Economie, marchés et gestion

Le droit de substitution, un levier sur le marché sociétaire

Durant les débats qui ont entouré la loi Sempastous, il aura été beaucoup question du nouveau contrôle des parts de sociétés agricoles, que les Safer auront la charge d’instruire et d’éclairer d’un avis consultatif.

Outre le contrôle des parts de sociétés agricoles, une autre mesure va permettre aux Safer d’intervenir plus facilement sur le marché sociétaire, où elles étaient jusqu’ici quasiment absentes, a expliqué Hubert Bosse-Platière, professeur de droit à l’Université de Bourgogne, lors des 20e rencontres de droit rural le 6 avril, organisées par le cercle de réflexion Agridées et l’Association française de droit rural (AFDR). Cette mesure, c’est le droit de substitution, que la loi Sempastous a étendu, pour les Safer, au marché sociétaire.

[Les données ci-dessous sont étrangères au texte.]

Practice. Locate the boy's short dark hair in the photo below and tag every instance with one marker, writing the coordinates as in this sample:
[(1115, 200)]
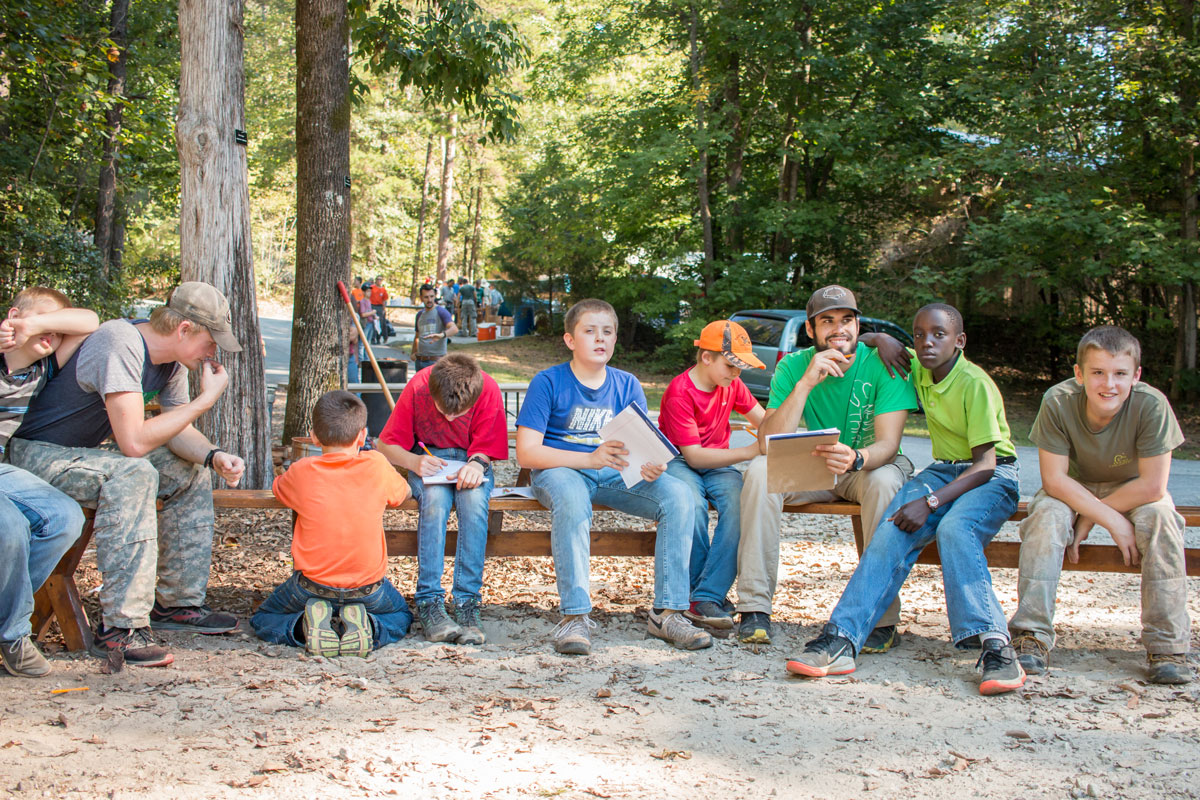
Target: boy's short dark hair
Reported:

Il s’agit d’un dispositif simplifié d’intermédiation. L’ouverture de ce droit rend les Safer plus compétitives que si elles avaient dû en passer uniquement par l’acquisition-rétrocession. « Le législateur a prévu ce dispositif en vue de diminuer le coût du portage des opérations et, d’alléger les frais d’intervention dans les dossiers », rapporte Muriel Gozal, directrice générale de la Fédération nationale des Safer (FNSafer).

Les Safer bénéficient déjà du droit de substitution sur le marché foncier classique – celui des titres de propriétés – où il incarne le pendant « amiable » des interventions des Safer. L’autre procédure est celle l’acquisition-rétrocession, également possible à l’amiable, mais surtout connue pour son utilisation dans les procédures de préemption. Pour rappel, la loi Sempastous n’a pas proposé d’introduire le droit de préemption sur le marché sociétaire, après que le Conseil constitutionnel ait déjà censuré une telle proposition en 2017 pour une question de respect de ce que les juristes appellent l’affectio societatis (une association au sein d’une société doit se baser sur une intention des parties).

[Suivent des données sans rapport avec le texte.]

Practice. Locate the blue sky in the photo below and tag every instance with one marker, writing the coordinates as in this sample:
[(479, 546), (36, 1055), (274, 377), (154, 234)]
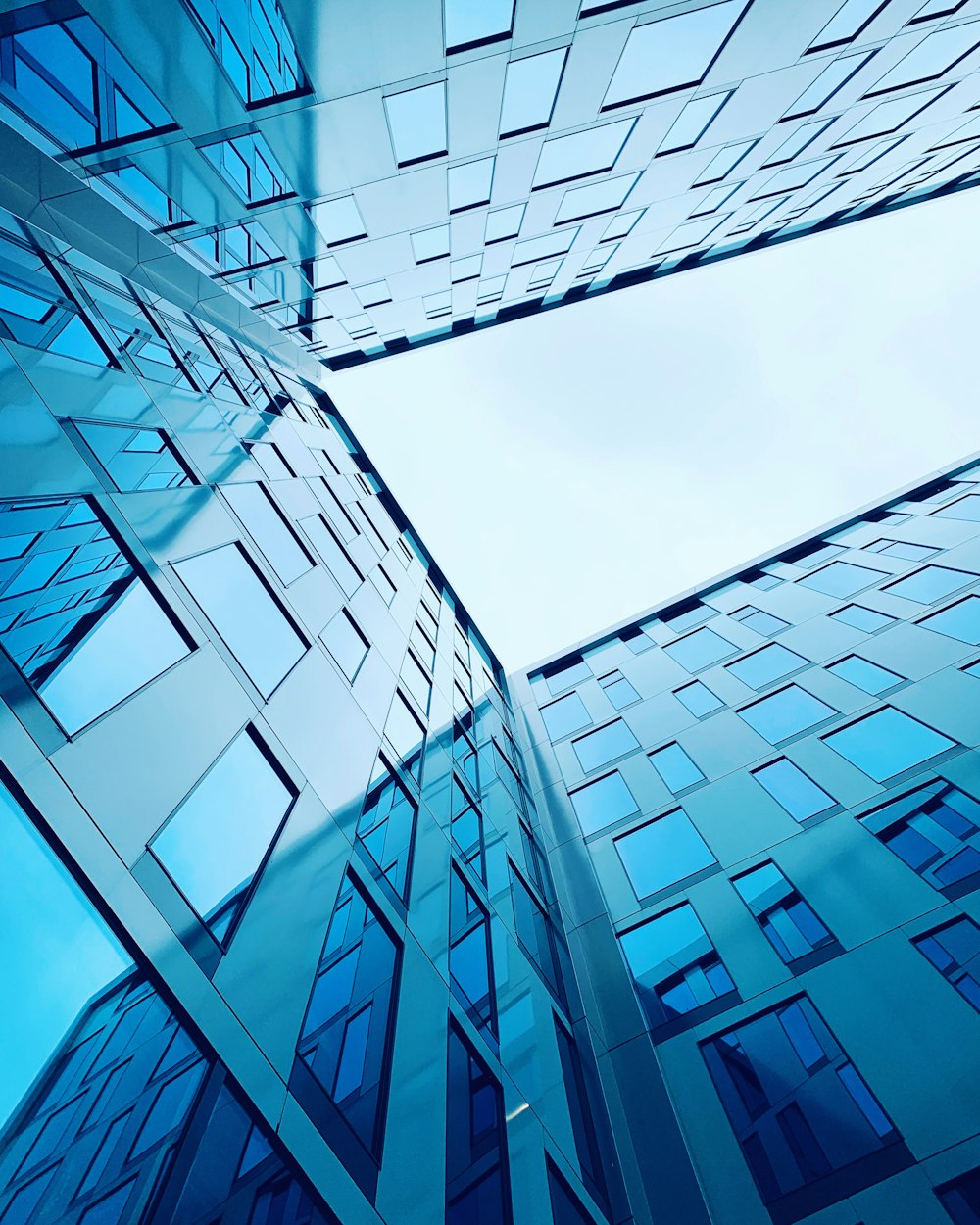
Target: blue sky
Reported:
[(573, 468)]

Des juristes vigilants sur le décret d’application
« Il faut que le décret d’application tienne la promesse de la loi. Un décret inadapté peut la vider de sa substance », a alerté Stéphanie de Los Angeles, juriste au Cridon Nord-Est, au sujet de la loi Sempastous d’encadrement de l’agrandissement des exploitations, dont elle a été l’une des chevilles ouvrières. Premier point de vigilance, le manque de précision de la loi pour dire qui, au sein de la Safer, doit rendre l’avis consultatif sur l’autorisation ou non d’agrandissement. Le comité technique de la Safer semble l’instance la plus appropriée. Autre point de vigilance, la loi ne précise pas qui le préfet de région doit consulter pour déterminer le seuil de déclenchement du contrôle. « La profession n’est même pas mentionnée », a noté la juriste.